We live in an era where we are conscious of our children’s needs; long gone are the days of “children are to be seen and not heard.” We want our children to have a voice, we wish for them to be happy, and we desire to know them as individuals. As they age, we can be tempted to befriend our children; we love who they are becoming and the closeness we feel to them can bring us to the friendship line.
When we become friends with our children, we run the risk of:
- creating in them a confidante. Children are not equipped to handle our marital issues or family drama and are not meant to carry the weight of adult’s problems.
- creating in them a mediator.

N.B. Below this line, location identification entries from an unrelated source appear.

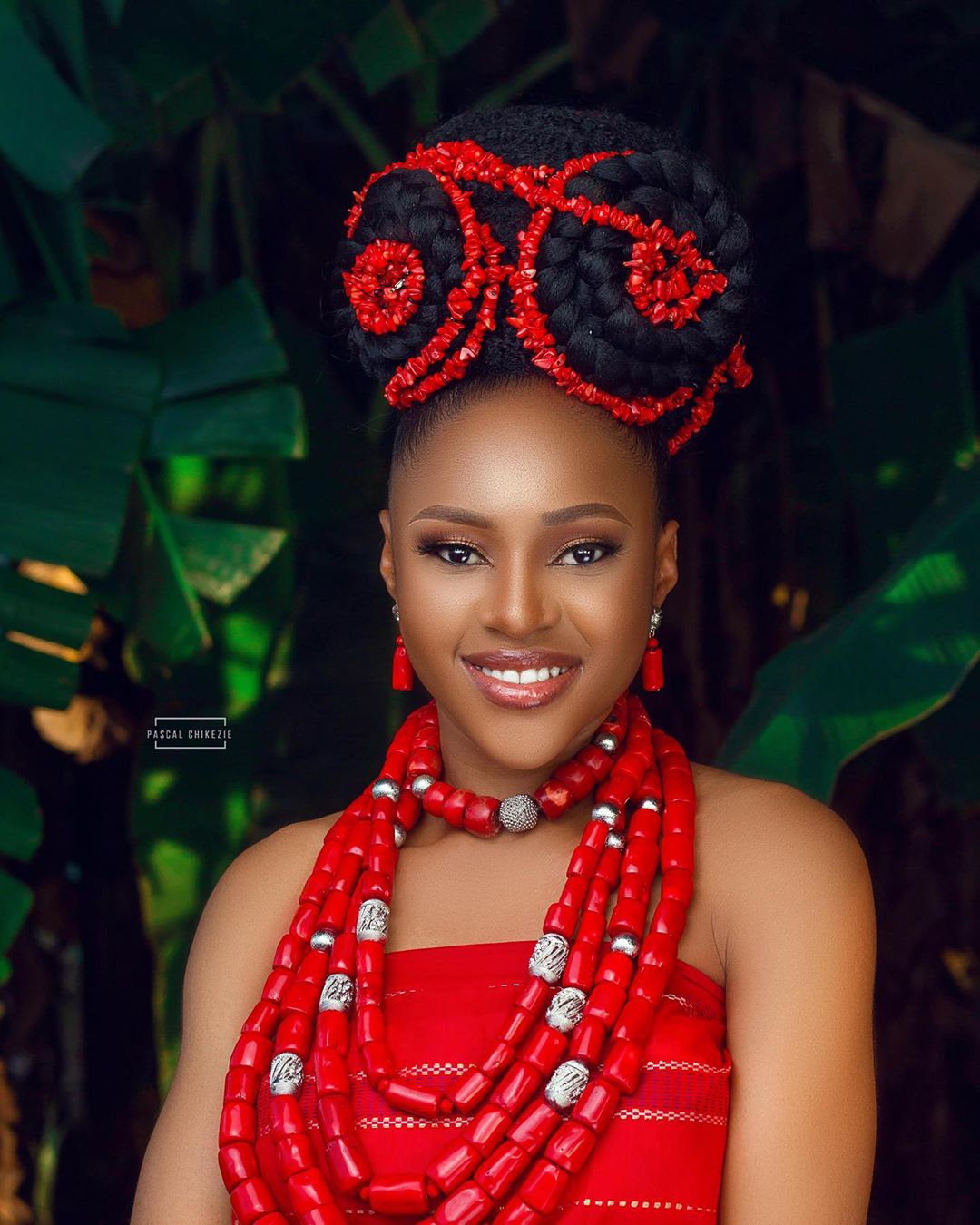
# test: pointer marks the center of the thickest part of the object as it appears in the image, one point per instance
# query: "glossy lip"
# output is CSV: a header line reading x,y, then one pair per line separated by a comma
x,y
532,657
521,696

Children are not meant to carry messages back and forth to the other parent; it puts them in an awkward position of seeing their parents’ emotional reactions.
- creating in them a secret keeper. This creates turmoil, inner angst, and can create long lasting effects.
- moving towards pleasing our children instead of needing at times to say no. We may love our children and want to know them personally, but we are still their disciplinarians and their protectors – being a friend to our child automatically blurs those lines.
- creating a parentified child. When children feel that they are taking care of you, the power differential has shifted, placing too much responsibility on someone not mature enough to handle it.
Whether they are four or forty, we will forever be in the parental role with our children. They will come to us at various times in their life and just need us to be mom or dad. And we can love, support, and be close to our children as a parent – let your friends be your friends, and let your kids be your kids; they are forever roles.